Some may ask, who can understand the mind of God? There are some things we just cannot understand, so why try.  Others may suggest that this is a discredit to the God of the Bible and to Christianity.  How can Christians appreciate a God who makes all people helpless sinners, and then chooses only a limited number of lost people for salvation?  Others may simply deny God’s involvement in sin even though the Bible teaches otherwise.  Ignorance is bliss. 

God’s greatness in creation is awesome.  Most people do not deny this, even those who may not be Christian.  But that’s not the Christian message, is it?

I can’t help but to come back to this article.  Len wants to suggest that sin is not original.  He suggests that the original character of creation, including humans beings is blessedness, and not that of sinfulness.  Len says, “the Bible is clear that sin is not original to the creation.”  But I’m not so sure that is true.  I don’t read of Adam or Eve living in righteousness or blessedness before they fell into sin.  In fact, it seems that the first thing Adam and Eve do together is to sin.  It’s their sin that defines them.  It might seem that God not only foreknew that Adam and Eve would sin but that he foreordained it.  It would seem likely that God didn’t create them to be righteous but that his plan from before time was that they were created to sin and set the world in a sinful direction.  This fits with the idea that some hyper Calvinists hold to of a double predestination, that God created a human race that from the beginning would be fallen and condemned sinners.  And then from those created for condemnation he would choose some for salvation.  This is a view that is not altogether foreign to some Reformed thinking. And it does fit with some New Testament teaching such as what Paul advocates in Romans 9, as well as what the New Testament teaches about God’s elective purposes.
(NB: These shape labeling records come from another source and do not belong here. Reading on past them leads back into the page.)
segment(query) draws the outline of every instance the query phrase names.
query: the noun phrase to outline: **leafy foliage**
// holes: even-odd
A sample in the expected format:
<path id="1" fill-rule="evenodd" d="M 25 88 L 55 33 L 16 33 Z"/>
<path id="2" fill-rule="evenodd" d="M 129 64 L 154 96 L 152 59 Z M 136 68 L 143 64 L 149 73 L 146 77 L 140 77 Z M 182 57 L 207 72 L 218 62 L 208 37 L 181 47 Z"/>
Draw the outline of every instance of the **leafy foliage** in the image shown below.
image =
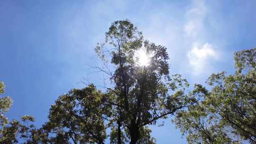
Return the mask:
<path id="1" fill-rule="evenodd" d="M 207 81 L 210 91 L 198 85 L 199 102 L 175 119 L 190 144 L 256 144 L 256 48 L 237 52 L 234 59 L 235 74 L 213 74 Z"/>
<path id="2" fill-rule="evenodd" d="M 4 93 L 5 86 L 2 81 L 0 81 L 0 94 Z M 7 117 L 4 113 L 7 112 L 12 105 L 12 100 L 9 96 L 0 98 L 0 125 L 4 126 L 8 123 Z"/>
<path id="3" fill-rule="evenodd" d="M 137 64 L 139 57 L 135 53 L 138 50 L 146 53 L 148 65 Z M 98 44 L 95 51 L 116 67 L 114 72 L 100 70 L 110 75 L 114 85 L 108 88 L 113 96 L 106 100 L 111 101 L 114 109 L 110 121 L 116 126 L 112 130 L 118 134 L 112 134 L 119 138 L 118 144 L 124 142 L 122 131 L 126 130 L 130 144 L 142 143 L 142 132 L 148 129 L 146 126 L 155 125 L 193 102 L 193 96 L 185 94 L 186 81 L 178 74 L 170 75 L 166 48 L 144 40 L 129 20 L 113 23 L 106 33 L 105 42 Z"/>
Len doesn’t believe in original sin.  To do so seems to cast a sinister view of God.  If sin is original to God’s creative plan, or was part of his original plan for human kind then what does this say about the God we claim to love?  Of course, if sin entered the world apart from God’s intended purpose, what would that say about God’s ability to accomplish his purposes and plan?  Sin has done a pretty effective job of messing with God’s plan for a good world already. Can we even be sure about the future?  We want to throw up red flags.  But Paul says, who are you to question God’s purposes, whether they seem fair to you or not. 

But we do question God, don’t we?  Arminians hate the idea of God choosing only a limited number of people for salvation, so they deny or reinterpret the Bible’s teachings on this subject. We (Reformed folk) love the idea of election because it emphasizes the idea that salvation is accomplished only by sovereign grace apart from human involvement or effort.  But we don’t like the idea of an election unto damnation (double election) because it stains our view of God.  So we deny those Scriptures that support such a view.  So many different views to deal with.  But Christians all love the Bible even though they interpret it differently.  The non Christian smiles behind our backs, as they point out the many inconsistencies of the Bible, this being just one of them.  That’s another view, as well, isn’t it?

Original sin.  Lots of different perspectives.  Thanks Len for yours.